MELANOMA: Doctor offers tips on lowering deadly skin cancer risk

In Arizona, people see the sun more days than not, and with that comes questions about skin protection.

Are you protecting your skin correctly, and how often are you checking for any changes?

According to a dermatologist, skin cancer, specifically Melanoma, is on the rise, and has been for the past few decades.

According to a prediction made by the American Cancer Society, 80,000 to 90,000 new Melanoma cases will be diagnosed in 2017, and 9,000 people are expected to die iun 2017 from melanoma.

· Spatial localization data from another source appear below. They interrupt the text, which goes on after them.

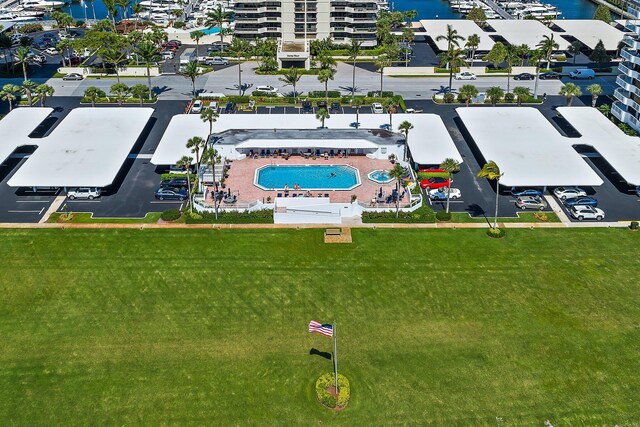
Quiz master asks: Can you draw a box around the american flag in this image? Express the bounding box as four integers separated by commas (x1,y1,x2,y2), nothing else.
308,320,333,337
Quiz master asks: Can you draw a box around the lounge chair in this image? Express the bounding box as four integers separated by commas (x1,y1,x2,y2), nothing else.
277,193,282,198
324,193,329,198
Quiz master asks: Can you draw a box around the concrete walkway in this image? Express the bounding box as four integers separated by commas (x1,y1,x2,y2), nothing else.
544,195,572,224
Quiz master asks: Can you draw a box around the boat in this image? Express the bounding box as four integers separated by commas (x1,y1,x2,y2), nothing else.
21,0,66,10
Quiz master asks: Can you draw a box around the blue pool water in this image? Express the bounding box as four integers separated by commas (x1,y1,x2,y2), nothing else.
256,165,360,190
368,170,393,184
198,27,221,36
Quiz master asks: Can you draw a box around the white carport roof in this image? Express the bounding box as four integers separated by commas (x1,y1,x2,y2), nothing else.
236,139,378,149
456,107,603,188
552,20,625,50
0,108,53,163
487,19,571,50
8,108,154,188
419,19,494,51
151,113,462,166
557,106,640,186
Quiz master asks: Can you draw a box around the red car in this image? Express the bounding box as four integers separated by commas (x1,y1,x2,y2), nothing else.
162,42,179,50
419,167,445,173
420,176,450,189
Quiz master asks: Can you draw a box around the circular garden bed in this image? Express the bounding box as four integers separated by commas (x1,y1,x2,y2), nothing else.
315,373,350,410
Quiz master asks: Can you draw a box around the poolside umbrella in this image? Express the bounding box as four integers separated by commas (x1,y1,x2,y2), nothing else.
379,187,383,197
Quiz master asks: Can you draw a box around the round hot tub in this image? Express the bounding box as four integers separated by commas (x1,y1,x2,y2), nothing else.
368,169,393,184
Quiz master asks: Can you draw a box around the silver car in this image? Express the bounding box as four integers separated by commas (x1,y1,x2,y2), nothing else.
515,196,548,210
67,187,101,200
553,187,587,200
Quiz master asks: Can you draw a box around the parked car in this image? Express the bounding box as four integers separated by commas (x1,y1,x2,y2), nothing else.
372,102,384,113
511,188,543,197
62,73,83,81
455,72,476,80
254,85,278,94
317,100,327,109
28,53,46,64
205,56,229,66
570,205,605,221
301,101,312,113
162,41,179,49
330,102,341,113
169,164,195,174
161,51,174,60
569,69,595,80
420,176,450,190
563,196,598,207
154,187,188,201
419,166,445,173
44,47,59,55
191,99,203,113
514,72,535,80
167,39,182,46
61,56,81,66
67,187,101,200
161,177,189,188
208,41,230,52
515,195,548,210
636,186,640,197
429,188,461,200
225,101,236,114
553,187,587,200
539,71,561,80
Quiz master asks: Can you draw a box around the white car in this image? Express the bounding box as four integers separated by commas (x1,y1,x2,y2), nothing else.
455,72,476,80
570,205,605,221
67,187,101,200
191,100,203,113
372,102,384,113
553,187,587,200
429,188,461,200
254,85,279,95
205,56,229,66
44,47,59,55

Dr. Josh Tournas said although it's commonly diagnosed in those aged 60 and older, young adults in their 20s and 30s are not immune to it, and are also being diagnosed with it.

If not caught early, Melanoma could turn deadly, quickly.

"Some vigilance, especially, for things that kind of almost appear out of no where or get bigger or bleed or hurt or if it just stands out from the rest of those little moles on your body," said Tournas. He went on to say of the most three common skin cancers, Melanoma is the most dangerous and can form on places where your body rarely sees the sun, and in places people would likely never check.

"We get people who come in and say their hair dresser or barber found something," said Tournas.

Tournas said there are two different age brackets of people diagnosed with Melanoma: the slow-growing, less aggressive kind people in their 60s and up are diagnosed with after a lifetime of sun exposure, and the more aggressive type that 20 to 30-year-olds are being diagnosed with.

"One that tends to affect people younger, often times, can be anywhere on the body including areas that are traditional thought to be sun-protected and don't get sun all of the time, and that has to do a lot of times with genetics, lots of painful sunburns in younger days," said Tournas.

Tournas said even though it is rare, a type of melanoma can even form in the eye, or on skin where a freckle or mole is not present, similar to a type of rash. He said if Melanoma runs in your family, you still need sun exposure to get it. Tournas said people should avoid the sun when they can, use sunscreen when they can't, and never use any type of tanning bed.

"Melanoma is one of the cancers that does take a lot of years of young people's lives away, if it's not caught early," said Tournas.